Ernest Swinton
Ernest Swinton was born in Bangalore, India in 1864. He joined the British Army and by the outbreak of the First World War had reached the rank of Lieutenant Colonel.
In August 1914 the British government established the War Office Press Bureau under F. E. Smith. The idea was this organisation would censor news and telegraphic reports from the British Army and then issue it to the press. Lord Kitchener decided to appoint Swinton to become the British Army's official journalist on the Western Front. Using the pseudonym, Eyewitness, Swinton was instructed to write articles about what was happening on the front-line. Swinton's reports were first censored at G.H.Q. in France and then personally vetted by Kitchener before being released to the press.
Swinton worked to strict guidelines. He was not allowed to mention place names or soldiers' battalions, brigades and divisions. Swinton was told that no article could be passed for publication if it indicated that he had seen what he had written about. He was also instructed to write about "what he thought was true, not what he knew to be true".
When observing early battles where machine-gunners were able to kill thousands of infantryman advancing towards enemy trenches, Swinton wrote that a "petrol tractors on the caterpillar principle and armoured with hardened steel plates" would be able to counteract the machine-gunner.
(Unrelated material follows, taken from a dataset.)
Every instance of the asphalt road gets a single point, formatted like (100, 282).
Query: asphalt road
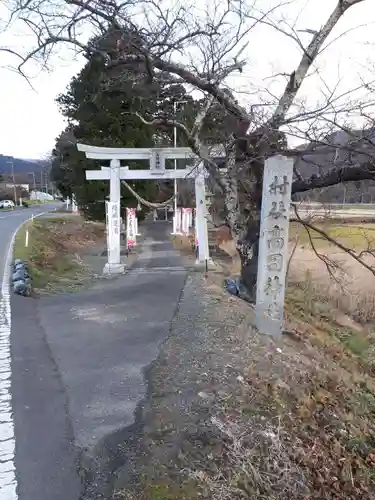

Swinton's proposal that the British Army should build what he called a tank were rejected by General Sir John French and his scientific advisers. Unwilling to accept defeat, Swinton contacted Colonel Maurice Hankey who took the idea to Winston Churchill, the navy minister. Churchill was impressed by Swinton's views and in February 1915, he set up a Landships Committee to look in more detail at the proposal to develop a new war machine.
The Landships Committee and the newly-formed Inventions Committee agreed with Swinton's proposal and drew up specifications for this new machine. This included: (1) a top speed of 4 mph on flat ground; (2) the capability of a sharp turn at top speed; (3) a reversing capability; (4) the ability to climb a 5-foot earth parapet; (6) the ability to cross a 8-foot gap; (7) a vehicle that could house ten crew, two machine guns and a 2-pound gun.
Eventually Lieutenant W. G. Wilson of the Naval Air Service and William Tritton of William Foster & Co. Ltd. of Lincoln, were given the task of producing a small landship. The first prototype landship, nicknamed Little Willie, was demonstrated to Swinton and the Landship Committee on 11th September, 1915.
After the First World War Swinton became Professor of Military History at Oxford University (1925-39). He also wrote a book, Eyewitness (1932) about his experiences in the war. Ernest Swinton died in 1951.
Primary Sources
(1) In his book Eyewitness, Ernest Swinton explained how he became the official reporter on the war.
Discontent now became so great at the unnecessary state of ignorance in which the nation was being kept that it was decided to compromise with a half-measure. War correspondents were not allowed at the front, but their place was to be taken by some appointed officer.
The principle which guided me in my work was above all to avoid helping the enemy. They appeared to me even more important than the purveyance of news to our own people. For home consumption - that is for those who were carrying the burden and footing the bill - I essayed to tell as much of the truth as was compatible with safety, to guard against depression and pessimism, and to check unjustified optimism which might lead to a relaxation of effort.
(2) Ernest Swinton, official report distributed to the British press on the offensive at Neuve Chapelle (15th March, 1915)
At 7.30 a.m. on the 10th the battle began with a bombardment by large numbers of guns and howitzers. Our men in the trenches describe this fire as being the most tremendous both on point of noise and in actual effect they have ever seen or heard. The shrieking of the shells in the air, their explosions and the continuous thunder of the batteries all merged into one great volume of sound. The discharges of the guns were so rapid that they sounded like the fire of a gigantic machine-gun. During the 35 minutes it continued our men could show themselves freely and even walk about, in perfect safety.
Then the signal for the attack was given, and in less than half an hour almost the whole of the elaborate series of German trenches in and about Neuve Chapelle were in our hands. Except at one point there was hardly any resistance, for the trenches, which is places were literally blotted out, were filled with dead and dying partially buried in earth and debris, and the majority of the survivors were in no mood for further fighting.